Une société marquée par le déclassement social et un avenir incertain
Le baromètre dessine une France profondément inquiète de son avenir, la majorité de la population exprimant des préoccupations concernant la situation économique et leur pouvoir d’achat. Ainsi, 54 % des Français redoutent que la baisse du pouvoir d’achat les contraigne à modifier leur mode de vie, affectant non seulement les dépenses de loisirs et de vacances, mais aussi et surtout les dépenses essentielles telles que l’alimentation et le logement. Le poids de la précarité se fait lourdement sentir, jusqu’à l’accès aux soins avec 31 % d’entre eux qui sont forcés de les retarder ou d’y renoncer complètement. Le Président de l’Institut Elabe, Bernard Sananès, a souligné que “non, ce n’est pas parce que des Français partent en vacances qu’ils vivent la “belle vie”, car souvent, pour s’offrir un court moment de répit, les foyers sont forcés de se restreindre toute l’année”. Ce sentiment est renforcé par un constat plus général : 52 % estiment que la France n’est plus une puissance économique, et 64 % jugent que le pays est en déclin. Ces chiffres témoignent donc d’une perception de vulnérabilité de la population, non seulement au niveau individuel, mais également au niveau national.
La conférence a souligné également la présence de fractures géographiques profondes qui agissent comme des amplificateurs des crises sociales et économiques. La question de la mobilité est un exemple frappant de ces inégalités territoriales. Ainsi, alors que 69 % des habitants de la région parisienne peuvent privilégier le train plutôt que la voiture pour leurs déplacements quotidiens, seulement 39 % des ruraux peuvent en faire autant. Cette fracture en matière de mobilité a également une influence sur l’accès à l’emploi.
En outre, le « déclassement social », décrit dans la conférence, qui dépasse désormais les seules classes populaires pour toucher même les classes plus aisées, révèle un sentiment de peur et de malaise collectif qui touche toutes les sphères et catégories de la société. Un tel contexte alimente la difficulté des Français à se projeter dans l’avenir, que 80 % d’entre eux expriment. Cette angoisse et cette incertitude collective face à l’avenir et aux multiples défis du quotidien est d’autant plus présente à une époque où les crises s’enchaînent : sanitaire, géopolitique, économique et climatique… Une « polycrise » présentée durant la conférence, qui renforce le sentiment d’instabilité et d’impuissance des citoyens, pour qui “l’après-demain n’existe plus” (Laurence Bedeau, associée Elabe).

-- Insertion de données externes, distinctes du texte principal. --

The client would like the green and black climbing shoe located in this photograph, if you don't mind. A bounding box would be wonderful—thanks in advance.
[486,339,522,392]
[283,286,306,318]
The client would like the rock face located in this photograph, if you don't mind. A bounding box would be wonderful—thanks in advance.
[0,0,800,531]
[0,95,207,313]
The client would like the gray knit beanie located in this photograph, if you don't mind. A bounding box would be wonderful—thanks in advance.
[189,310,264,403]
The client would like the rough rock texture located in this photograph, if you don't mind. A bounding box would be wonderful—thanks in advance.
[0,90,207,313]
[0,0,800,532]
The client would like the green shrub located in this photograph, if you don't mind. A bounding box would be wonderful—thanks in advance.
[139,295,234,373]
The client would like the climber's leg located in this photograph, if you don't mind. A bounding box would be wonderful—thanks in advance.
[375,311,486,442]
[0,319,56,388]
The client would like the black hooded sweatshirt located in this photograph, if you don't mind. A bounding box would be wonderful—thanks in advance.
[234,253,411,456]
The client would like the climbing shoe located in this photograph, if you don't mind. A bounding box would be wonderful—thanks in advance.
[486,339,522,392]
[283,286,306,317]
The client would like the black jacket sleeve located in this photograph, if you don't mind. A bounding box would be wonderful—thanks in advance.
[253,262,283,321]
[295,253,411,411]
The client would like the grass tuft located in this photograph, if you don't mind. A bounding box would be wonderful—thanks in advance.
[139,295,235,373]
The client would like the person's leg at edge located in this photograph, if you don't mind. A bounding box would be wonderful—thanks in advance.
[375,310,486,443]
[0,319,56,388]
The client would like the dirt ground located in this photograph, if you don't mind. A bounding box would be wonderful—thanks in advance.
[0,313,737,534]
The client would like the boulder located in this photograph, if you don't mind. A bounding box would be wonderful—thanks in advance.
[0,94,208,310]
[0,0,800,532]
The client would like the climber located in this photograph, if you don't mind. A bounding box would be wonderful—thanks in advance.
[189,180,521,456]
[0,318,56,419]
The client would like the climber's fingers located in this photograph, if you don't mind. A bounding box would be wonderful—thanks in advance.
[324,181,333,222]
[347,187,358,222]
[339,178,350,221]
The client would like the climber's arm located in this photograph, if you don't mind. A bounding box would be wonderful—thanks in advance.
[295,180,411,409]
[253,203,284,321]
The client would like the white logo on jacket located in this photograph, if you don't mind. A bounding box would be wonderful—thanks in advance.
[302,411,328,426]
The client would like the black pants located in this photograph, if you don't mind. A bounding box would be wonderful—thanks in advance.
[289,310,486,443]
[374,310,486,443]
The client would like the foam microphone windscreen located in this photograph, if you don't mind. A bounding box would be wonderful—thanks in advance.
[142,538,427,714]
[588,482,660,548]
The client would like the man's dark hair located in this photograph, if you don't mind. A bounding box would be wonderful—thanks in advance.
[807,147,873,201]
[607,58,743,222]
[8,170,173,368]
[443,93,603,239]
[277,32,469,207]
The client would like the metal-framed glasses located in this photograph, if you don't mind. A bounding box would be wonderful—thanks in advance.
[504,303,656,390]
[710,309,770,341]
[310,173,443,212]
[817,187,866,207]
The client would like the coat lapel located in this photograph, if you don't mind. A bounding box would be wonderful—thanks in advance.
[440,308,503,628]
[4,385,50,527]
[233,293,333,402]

Face aux défis environnementaux et sociaux : désarroi et inquiétude des Français
Le climat d’incertitude est également alimenté par des craintes écologiques. En effet, 51 % des Français redoutent que les dérèglements climatiques aggravent leurs conditions de vie. Toutefois, Bernard Sananès a mis en évidence un paradoxe : si 52 % pensent qu’il faut agir pour faire face à ces défis, une partie d’entre eux (18%) se sentent incapables de le faire et en font un rejet total, soit par manque de ressources, soit par absence de solutions claires, de “mode d’emploi”. Ce sentiment d’impossibilité à agir est par ailleurs vécu comme une injustice par 40 % de la population. Cette tension entre l’urgence perçue et la difficulté à agir témoigne de l’épuisement d’une grande partie des citoyens face aux défis imposés par ces crises multiples.

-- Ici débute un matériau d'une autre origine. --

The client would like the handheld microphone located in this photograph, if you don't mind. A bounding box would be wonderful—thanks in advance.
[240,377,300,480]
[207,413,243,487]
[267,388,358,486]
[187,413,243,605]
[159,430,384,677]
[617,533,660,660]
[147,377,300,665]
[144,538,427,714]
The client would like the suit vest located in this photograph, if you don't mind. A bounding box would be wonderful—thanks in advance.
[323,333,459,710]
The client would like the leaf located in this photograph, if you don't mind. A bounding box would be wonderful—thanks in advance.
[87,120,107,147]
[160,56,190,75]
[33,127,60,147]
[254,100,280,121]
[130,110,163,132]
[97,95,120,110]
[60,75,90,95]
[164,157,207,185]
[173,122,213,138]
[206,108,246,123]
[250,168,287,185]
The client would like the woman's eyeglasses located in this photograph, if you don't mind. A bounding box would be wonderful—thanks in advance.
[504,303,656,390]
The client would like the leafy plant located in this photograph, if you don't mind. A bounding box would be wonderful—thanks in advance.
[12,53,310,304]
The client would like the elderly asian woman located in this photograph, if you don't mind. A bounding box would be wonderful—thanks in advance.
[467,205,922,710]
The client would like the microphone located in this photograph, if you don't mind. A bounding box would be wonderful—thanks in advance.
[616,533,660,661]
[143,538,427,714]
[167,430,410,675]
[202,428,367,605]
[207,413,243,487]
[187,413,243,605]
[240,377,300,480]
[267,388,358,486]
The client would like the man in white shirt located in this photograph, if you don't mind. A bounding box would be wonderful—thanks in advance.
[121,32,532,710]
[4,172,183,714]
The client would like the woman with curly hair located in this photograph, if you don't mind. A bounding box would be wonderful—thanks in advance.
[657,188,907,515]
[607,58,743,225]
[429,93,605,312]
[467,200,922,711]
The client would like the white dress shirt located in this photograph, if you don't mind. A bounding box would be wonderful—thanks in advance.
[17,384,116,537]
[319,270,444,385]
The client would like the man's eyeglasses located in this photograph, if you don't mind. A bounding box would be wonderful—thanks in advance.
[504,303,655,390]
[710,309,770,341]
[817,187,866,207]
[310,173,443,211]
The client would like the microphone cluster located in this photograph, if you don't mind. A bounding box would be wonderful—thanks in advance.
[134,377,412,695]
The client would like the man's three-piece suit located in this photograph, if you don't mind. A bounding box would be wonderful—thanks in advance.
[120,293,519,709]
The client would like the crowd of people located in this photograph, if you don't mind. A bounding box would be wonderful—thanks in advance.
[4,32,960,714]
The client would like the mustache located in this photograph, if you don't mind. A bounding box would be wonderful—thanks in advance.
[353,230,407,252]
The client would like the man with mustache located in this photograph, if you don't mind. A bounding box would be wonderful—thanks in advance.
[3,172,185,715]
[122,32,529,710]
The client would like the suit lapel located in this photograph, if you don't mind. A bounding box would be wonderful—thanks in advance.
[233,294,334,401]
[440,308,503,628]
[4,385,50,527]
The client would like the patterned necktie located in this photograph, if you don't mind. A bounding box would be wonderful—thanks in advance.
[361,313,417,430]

Un autre facteur d’angoisse majeur réside : environ 46 % des Français ont peur d’être victimes d’agressions physiques, tandis que 59 % des parents craignent que leurs enfants soient confrontés à du harcèlement scolaire ou à des agressions. Ce sentiment d’insécurité est renforcé par un recul de la confiance envers l’autorité, notamment de celle de la police et des élus, avec 75 % qui jugent qu’il existe un climat d’injustice dans le pays. Cette insécurité sociale alimente un sentiment d’abandon institutionnel, où les autorités, pourtant censées protéger, semblent de plus en plus perçues comme inaptes face aux enjeux du quotidien. Laurence Bedeau a alors dépeint “une France qui apparaît impuissante à maîtriser son destin”.
Une quête de tranquillité et de stabilité
Face à un avenir incertain, 79 % des citoyens privilégient une vie calme, loin des tensions et des incertitudes du quotidien. Concernant le travail, alors que les études récentes montrent en masse que la tendance, notamment chez les jeunes, est de fuir le CDI pour plus de flexibilité, les résultats du baromètre montrent l’inverse, avec une recherche de sérénité qui se poursuit jusqu’au choix des contrats de travail : 81 % préfèrent la sécurité d’un CDI plutôt que des contrats courts comme le CDD ou les missions d’intérim. Ce besoin est également perceptible dans la sphère personnelle, puisque 87 % jugent que la vie familiale est primordiale pour leur bien-être, suivie de près par la vie sociale. Ainsi, de plus en plus de Français semblent privilégier un cercle d’amis restreint, plutôt que d’être entourés de beaucoup de monde.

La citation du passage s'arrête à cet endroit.